Côté politique, l’assemblée ne sera pas représentée par son président Gaston Tong Sang, qui n’est pas vacciné et donc ne peut pas voyager aussi aisément que les autres. Tarahoi sera donc représentée par sa première vice-présidente, Sylvana Puhetini. Les présidents des trois groupes politiques avaient été invités, mais le parti indépendantiste et le Tahoeraa de Gaston Flosse ayant décliné, seul Tepuaraurii Teriitahi sera du voyage.
Côté parlementaires, Maina Sage, Teva Rohfritsch, Lana Tetuanui et Nicole Sanquer font partie du groupe, Moetai Brotherson n’a en revanche pas confirmé sa présence. « S’il décidait de venir, il serait le bienvenu », a précisé Édouard Fritch. Les maires de Arue (Teura Iriti), Rikitea (Vai Gooding) et Hao (Yseult Butcher Ferry) seront aussi présents, la dernière ayant été désignée pour s’exprimer sur les conséquences « territoriales » des essais.
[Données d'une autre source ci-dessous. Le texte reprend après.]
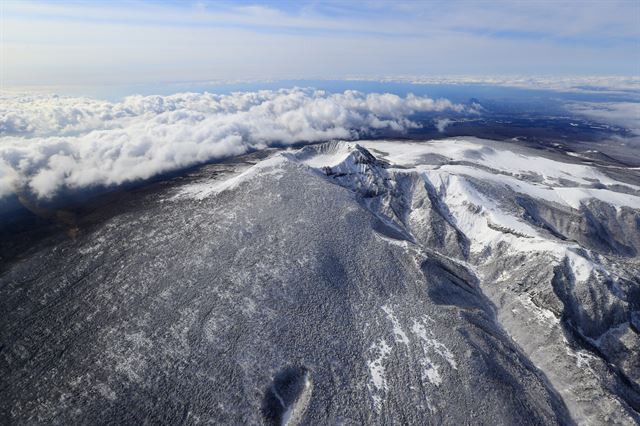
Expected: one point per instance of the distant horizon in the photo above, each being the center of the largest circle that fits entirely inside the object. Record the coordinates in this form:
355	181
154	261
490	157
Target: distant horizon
148	42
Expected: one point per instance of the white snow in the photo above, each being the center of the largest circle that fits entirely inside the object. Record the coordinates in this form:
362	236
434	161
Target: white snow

Le président a en outre invité deux « personnalités » à se joindre à la délégation : Patricia Grand, de la Ligue contre le Cancer, qui prendra d’ailleurs la parole sur les questions de santé, et Michel Arakino, dont la candidature avait été appuyée par le Sdiraf. Trésorier et membre fondateur de Moruroa e tatou, l’ancien travailleur du nucléaire, qui a beaucoup parlé de son expérience au CEP, est toutefois présent à titre personnel.
L’association anti-nucléaire, elle n’est pas représentée, pas plus que 193, qui a pourtant participé à une bonne partie des réunions préparatoires. « Nous transmettrons leurs doléances le plus fidèlement possible », assure Édouard Fritch.